The evidence showing that fossil fuel companies distorted and downplayed the realities of climate change is well documented by academic researchers.

“For the first time in American history, Big Oil is going to have to answer to the American public on their climate disinformation,” said Ro Khanna, the Democratic representative from California who has led the effort to bring executives before Congress.

... The oil company executives are being allowed to attend Thursday’s events remotely by video, diminishing the possibility of a similarly arresting visual moment. And much of the hearing’s effectiveness will depend on coordination between the members, who are each allotted limited amounts of time to examine the executives, a format that can hinder a coherent line of questioning.

... Oil companies have denied lying to the public about climate change, and have said the industry is now taking bold steps to rein in emissions. “Meeting the demand for reliable energy — while simultaneously addressing climate change — is a huge undertaking and one of the defining challenges of our time,” Gretchen Watkins, president of Shell Oil, will tell lawmakers, according to a preview of her remarks provided by the company.

... “This is an industry with a long, documented history of misrepresenting the facts of climate change and the facts about their own activities,” said Naomi Oreskes, a professor of the history of science at Harvard. “At this point the burden of proof is on them to prove that they’ve changed.”

The hearing, which is the start of a broader inquiry, is also expected to examine more recent efforts to block meaningful climate policy and legislation. The fossil fuel industry has opposed various climate policies, including a behind-the-scenes effort to roll back vehicle emissions standards adopted by the Obama administration.


Carolyn B. Maloney, the committee chairwoman, said she hoped the hearing would be “a turning point for increased regulation of the fossil fuel industry” and galvanize action on climate in Congress.

The catalyst for the House hearings was a sting operation this year by the activist group Greenpeace.
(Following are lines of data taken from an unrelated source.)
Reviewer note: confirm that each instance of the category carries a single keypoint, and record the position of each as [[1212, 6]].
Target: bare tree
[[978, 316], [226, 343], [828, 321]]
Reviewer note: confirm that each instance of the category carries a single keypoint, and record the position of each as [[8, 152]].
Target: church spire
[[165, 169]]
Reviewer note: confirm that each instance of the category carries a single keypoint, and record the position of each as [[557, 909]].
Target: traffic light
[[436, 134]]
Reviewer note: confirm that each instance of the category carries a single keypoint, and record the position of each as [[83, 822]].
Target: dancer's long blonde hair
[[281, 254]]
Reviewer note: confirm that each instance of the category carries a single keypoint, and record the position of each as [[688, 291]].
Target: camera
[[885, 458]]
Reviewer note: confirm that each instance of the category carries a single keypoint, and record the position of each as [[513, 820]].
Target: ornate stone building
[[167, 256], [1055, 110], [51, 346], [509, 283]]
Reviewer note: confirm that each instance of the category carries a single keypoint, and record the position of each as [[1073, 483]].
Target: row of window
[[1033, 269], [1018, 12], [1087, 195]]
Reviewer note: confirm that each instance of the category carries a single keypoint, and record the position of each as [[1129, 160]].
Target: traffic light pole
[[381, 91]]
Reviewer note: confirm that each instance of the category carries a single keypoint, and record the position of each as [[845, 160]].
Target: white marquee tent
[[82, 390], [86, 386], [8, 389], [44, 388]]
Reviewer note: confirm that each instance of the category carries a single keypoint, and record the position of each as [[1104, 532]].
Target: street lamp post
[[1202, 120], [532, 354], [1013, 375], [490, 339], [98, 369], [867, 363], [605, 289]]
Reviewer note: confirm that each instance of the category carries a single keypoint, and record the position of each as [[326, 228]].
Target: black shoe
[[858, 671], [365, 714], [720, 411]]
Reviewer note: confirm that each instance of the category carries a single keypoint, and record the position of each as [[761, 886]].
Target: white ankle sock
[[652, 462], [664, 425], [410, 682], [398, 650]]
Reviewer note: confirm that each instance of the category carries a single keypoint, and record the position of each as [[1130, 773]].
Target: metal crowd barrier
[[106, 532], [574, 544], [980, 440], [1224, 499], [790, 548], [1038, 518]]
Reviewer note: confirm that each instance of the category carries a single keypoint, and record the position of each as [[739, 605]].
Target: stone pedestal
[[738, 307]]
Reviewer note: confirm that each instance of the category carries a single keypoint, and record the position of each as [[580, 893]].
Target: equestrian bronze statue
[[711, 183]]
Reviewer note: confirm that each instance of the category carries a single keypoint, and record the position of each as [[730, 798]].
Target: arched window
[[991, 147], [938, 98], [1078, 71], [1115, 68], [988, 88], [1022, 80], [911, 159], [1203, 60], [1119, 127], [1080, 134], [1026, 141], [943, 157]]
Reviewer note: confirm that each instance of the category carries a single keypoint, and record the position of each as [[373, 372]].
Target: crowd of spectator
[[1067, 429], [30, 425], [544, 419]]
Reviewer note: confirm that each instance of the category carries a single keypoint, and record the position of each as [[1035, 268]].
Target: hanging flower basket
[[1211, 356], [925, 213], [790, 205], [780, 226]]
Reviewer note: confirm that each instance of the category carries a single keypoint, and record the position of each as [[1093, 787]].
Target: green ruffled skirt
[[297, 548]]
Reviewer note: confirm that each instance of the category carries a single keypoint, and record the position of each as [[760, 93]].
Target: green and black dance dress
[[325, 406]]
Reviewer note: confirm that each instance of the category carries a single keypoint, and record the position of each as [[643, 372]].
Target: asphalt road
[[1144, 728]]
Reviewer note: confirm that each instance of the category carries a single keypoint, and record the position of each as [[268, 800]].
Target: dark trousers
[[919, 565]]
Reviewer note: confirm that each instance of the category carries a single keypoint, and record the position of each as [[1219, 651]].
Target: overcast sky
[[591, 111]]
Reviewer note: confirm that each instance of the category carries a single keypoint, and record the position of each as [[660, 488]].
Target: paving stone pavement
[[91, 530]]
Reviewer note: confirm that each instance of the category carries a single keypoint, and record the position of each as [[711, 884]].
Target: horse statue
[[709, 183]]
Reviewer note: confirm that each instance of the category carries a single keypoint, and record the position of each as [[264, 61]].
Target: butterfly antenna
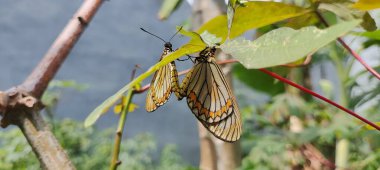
[[176, 33], [153, 34]]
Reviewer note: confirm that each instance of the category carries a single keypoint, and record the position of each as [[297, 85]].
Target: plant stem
[[115, 162], [353, 53], [320, 97]]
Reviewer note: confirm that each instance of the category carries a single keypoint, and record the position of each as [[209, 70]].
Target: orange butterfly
[[210, 98], [164, 81]]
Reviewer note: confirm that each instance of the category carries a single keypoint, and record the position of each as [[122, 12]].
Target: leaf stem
[[353, 53], [278, 77], [115, 162]]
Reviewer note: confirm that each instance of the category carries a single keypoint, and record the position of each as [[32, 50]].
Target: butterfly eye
[[168, 45]]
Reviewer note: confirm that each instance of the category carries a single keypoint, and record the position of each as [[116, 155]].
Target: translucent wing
[[229, 129], [208, 94], [150, 106], [211, 100], [160, 86]]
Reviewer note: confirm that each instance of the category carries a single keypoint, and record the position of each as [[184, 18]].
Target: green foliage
[[167, 8], [258, 80], [366, 4], [15, 153], [284, 45], [89, 149]]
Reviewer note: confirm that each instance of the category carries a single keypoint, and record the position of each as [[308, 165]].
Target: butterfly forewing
[[160, 86], [210, 98]]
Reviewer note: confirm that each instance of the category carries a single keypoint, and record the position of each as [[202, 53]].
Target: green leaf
[[372, 35], [167, 8], [284, 45], [366, 4], [308, 19], [368, 23], [103, 107], [251, 15], [257, 80]]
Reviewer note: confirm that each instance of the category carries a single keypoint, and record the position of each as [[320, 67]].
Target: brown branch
[[20, 105], [39, 79]]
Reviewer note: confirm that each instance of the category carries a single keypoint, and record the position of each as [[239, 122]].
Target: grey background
[[103, 58]]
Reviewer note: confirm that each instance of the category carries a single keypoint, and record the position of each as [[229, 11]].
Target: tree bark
[[20, 105]]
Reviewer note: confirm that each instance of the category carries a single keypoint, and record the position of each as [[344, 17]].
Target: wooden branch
[[39, 79], [20, 105]]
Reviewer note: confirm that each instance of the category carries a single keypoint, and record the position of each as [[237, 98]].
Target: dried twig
[[20, 105]]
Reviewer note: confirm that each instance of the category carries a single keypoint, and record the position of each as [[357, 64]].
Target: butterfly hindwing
[[210, 98]]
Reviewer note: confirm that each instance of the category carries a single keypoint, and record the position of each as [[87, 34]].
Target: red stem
[[353, 53], [278, 77]]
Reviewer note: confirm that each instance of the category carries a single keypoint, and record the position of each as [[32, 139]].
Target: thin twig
[[44, 144], [353, 53]]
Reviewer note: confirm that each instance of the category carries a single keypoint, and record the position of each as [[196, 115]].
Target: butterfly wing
[[150, 106], [209, 95], [160, 86], [228, 129]]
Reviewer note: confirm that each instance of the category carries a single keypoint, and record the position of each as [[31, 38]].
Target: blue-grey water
[[103, 58]]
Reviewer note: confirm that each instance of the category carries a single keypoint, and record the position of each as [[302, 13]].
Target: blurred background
[[277, 118]]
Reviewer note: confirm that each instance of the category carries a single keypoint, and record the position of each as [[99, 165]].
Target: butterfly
[[164, 81], [210, 98]]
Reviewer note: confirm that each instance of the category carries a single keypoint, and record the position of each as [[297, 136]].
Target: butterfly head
[[168, 45], [208, 52]]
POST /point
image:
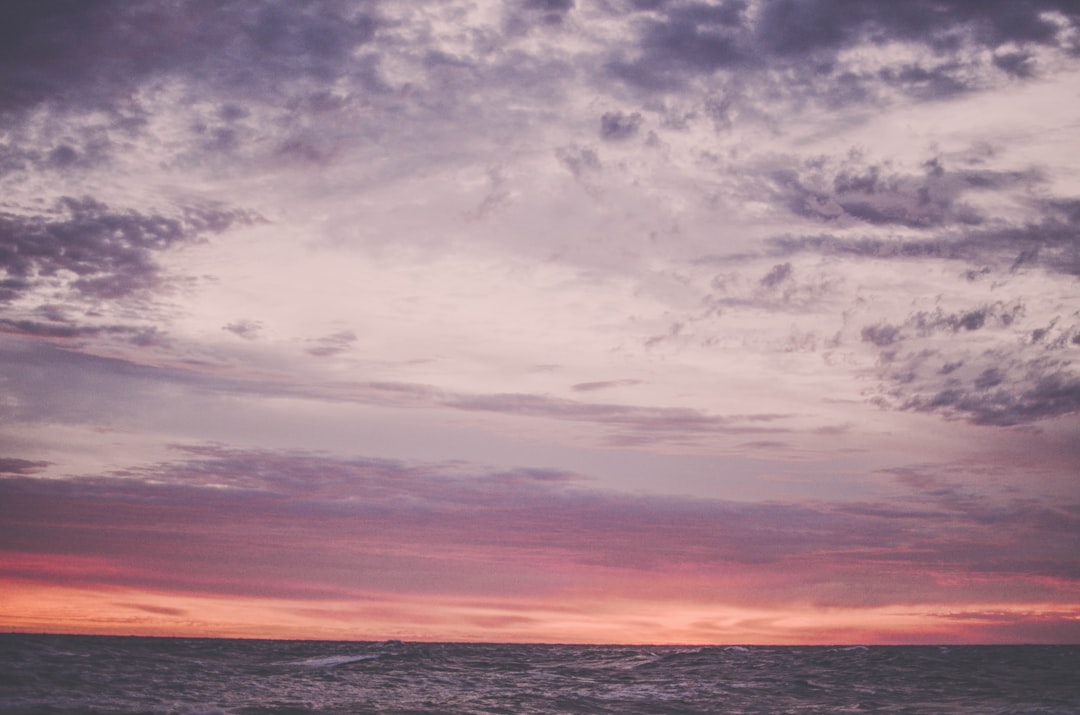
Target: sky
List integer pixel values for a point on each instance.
(576, 321)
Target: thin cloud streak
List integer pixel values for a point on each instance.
(750, 320)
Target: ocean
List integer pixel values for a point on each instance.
(103, 674)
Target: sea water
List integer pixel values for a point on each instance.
(99, 674)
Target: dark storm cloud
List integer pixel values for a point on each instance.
(68, 51)
(213, 522)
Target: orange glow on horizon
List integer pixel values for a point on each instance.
(27, 606)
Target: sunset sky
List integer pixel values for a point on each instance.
(579, 321)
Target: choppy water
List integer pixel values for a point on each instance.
(93, 674)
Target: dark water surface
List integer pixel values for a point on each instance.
(97, 674)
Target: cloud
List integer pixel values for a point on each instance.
(603, 385)
(332, 345)
(70, 52)
(212, 523)
(108, 254)
(21, 467)
(244, 328)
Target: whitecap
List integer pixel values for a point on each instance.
(331, 661)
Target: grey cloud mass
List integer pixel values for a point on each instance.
(727, 264)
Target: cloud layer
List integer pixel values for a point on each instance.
(758, 308)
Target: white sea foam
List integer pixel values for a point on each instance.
(329, 661)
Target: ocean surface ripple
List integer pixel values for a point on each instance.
(112, 675)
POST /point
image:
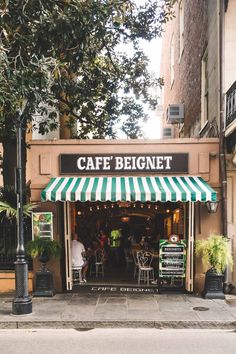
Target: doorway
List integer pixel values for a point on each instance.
(145, 223)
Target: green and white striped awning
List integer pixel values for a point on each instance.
(151, 188)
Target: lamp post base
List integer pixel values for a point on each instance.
(22, 306)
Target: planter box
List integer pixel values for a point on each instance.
(213, 288)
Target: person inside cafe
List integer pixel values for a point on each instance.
(115, 243)
(78, 254)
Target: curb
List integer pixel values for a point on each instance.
(80, 325)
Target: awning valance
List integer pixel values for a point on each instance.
(144, 189)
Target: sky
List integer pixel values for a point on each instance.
(152, 49)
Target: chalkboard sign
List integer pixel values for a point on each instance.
(172, 259)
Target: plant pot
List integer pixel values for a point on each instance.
(214, 283)
(44, 258)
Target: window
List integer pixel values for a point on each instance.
(204, 89)
(172, 60)
(181, 28)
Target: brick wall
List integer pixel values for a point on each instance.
(186, 87)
The group captured on video an Exxon lobbyist who said that the company had fought climate science through “shadow groups” and targeted influential senators in an effort to weaken President Biden’s climate proposals.

... All major oil and gas companies have publicly supported the Paris accord, the agreement among nations to fight climate change. BP and Shell have also made “net zero” commitments — eliminating as much carbon pollution as they put into the atmosphere — for their operations. But all four companies continue to invest heavily in fossil fuel extraction; renewable energy projects make up a fraction of their capital investments.